Creating Your Own Model
1. Write the .nnl file
Define your architecture with layer declarations and an optional connections block:
version 0.2;
model my_model {
config {
weights: "./weights";
io: "stdio";
}
layer input = Input(shape: [784]);
layer fc1 = Dense(units: 64, activation: "relu");
layer fc2 = Dense(units: 10, activation: "softmax");
}
2. Create the weights directory
Each layer expects specific .npy files named <layer_id>.<param>.npy:
| Layer type | Weight files |
|---|---|
| Dense | <id>.weight.npy, <id>.bias.npy |
| Conv2D | <id>.weight.npy, <id>.bias.npy |
| BatchNorm | <id>.gamma.npy, <id>.beta.npy, <id>.running_mean.npy, <id>.running_var.npy |
3. Generate weights with NumPy
import numpy as np
np.save("weights/fc1.weight.npy", np.random.randn(784, 64).astype(np.float32))
np.save("weights/fc1.bias.npy", np.zeros(64, dtype=np.float32))
np.save("weights/fc2.weight.npy", np.random.randn(64, 10).astype(np.float32))

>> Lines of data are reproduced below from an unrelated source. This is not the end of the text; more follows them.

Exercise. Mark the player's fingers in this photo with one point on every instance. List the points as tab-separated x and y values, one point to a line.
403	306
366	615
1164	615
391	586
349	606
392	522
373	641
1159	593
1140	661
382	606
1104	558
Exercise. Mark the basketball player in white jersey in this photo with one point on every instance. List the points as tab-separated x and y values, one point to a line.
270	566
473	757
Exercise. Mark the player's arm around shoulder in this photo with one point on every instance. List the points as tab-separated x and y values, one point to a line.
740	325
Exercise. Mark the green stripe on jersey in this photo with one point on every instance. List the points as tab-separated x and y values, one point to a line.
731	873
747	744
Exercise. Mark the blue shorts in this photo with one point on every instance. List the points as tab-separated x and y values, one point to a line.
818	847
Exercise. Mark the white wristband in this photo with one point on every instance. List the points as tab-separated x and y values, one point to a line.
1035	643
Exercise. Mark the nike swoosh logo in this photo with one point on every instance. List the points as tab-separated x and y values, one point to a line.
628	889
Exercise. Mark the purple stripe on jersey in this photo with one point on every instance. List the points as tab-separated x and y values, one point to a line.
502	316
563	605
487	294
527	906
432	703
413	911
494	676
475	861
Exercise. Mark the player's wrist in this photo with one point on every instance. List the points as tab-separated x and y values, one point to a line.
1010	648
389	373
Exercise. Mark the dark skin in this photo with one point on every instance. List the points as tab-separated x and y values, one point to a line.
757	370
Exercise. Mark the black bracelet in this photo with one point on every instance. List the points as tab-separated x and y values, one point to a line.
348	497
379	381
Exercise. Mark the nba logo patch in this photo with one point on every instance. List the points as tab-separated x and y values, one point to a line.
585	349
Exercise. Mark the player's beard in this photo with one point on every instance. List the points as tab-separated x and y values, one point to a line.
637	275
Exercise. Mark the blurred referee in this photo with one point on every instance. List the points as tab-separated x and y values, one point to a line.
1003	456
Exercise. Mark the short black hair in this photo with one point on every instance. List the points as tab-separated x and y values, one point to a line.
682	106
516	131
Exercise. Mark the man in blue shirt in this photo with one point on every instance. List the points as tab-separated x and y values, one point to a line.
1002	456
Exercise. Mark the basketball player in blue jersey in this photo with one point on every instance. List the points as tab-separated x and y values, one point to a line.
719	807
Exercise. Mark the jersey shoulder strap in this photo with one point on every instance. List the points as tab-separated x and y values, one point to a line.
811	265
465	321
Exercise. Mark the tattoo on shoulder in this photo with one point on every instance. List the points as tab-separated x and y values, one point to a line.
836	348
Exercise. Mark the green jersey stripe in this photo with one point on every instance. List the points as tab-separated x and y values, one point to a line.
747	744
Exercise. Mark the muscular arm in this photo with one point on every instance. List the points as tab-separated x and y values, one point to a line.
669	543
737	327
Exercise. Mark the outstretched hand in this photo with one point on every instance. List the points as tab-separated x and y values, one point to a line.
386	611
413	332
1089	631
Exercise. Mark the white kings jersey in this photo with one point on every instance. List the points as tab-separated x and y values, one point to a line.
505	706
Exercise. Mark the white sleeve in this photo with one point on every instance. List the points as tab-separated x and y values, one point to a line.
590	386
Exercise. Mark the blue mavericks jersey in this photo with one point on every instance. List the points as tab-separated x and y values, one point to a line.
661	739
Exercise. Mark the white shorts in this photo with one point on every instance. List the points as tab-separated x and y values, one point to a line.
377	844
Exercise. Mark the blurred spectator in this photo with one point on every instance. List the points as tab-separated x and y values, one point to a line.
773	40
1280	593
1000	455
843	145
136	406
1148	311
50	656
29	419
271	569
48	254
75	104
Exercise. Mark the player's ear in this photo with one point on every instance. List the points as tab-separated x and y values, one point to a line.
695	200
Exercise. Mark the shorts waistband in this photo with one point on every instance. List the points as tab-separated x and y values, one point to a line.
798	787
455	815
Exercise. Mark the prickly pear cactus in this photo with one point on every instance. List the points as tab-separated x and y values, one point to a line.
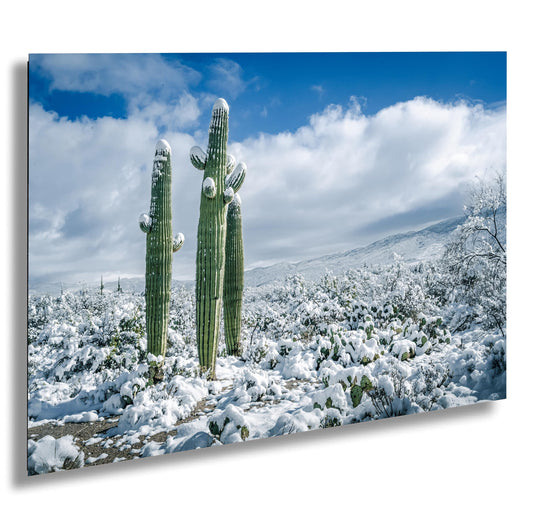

np.save("weights/fc2.bias.npy", np.zeros(10, dtype=np.float32))
4. Compile
nnc compile my_model.nnl --emit exe -o my_model
5. Test
Generate test inputs and expected outputs, then verify:
nnc test my_model.nnl --input test_input.npy --expected expected_output.npy
The default tolerance is 1e-5 (element-wise). Adjust with --tolerance if needed.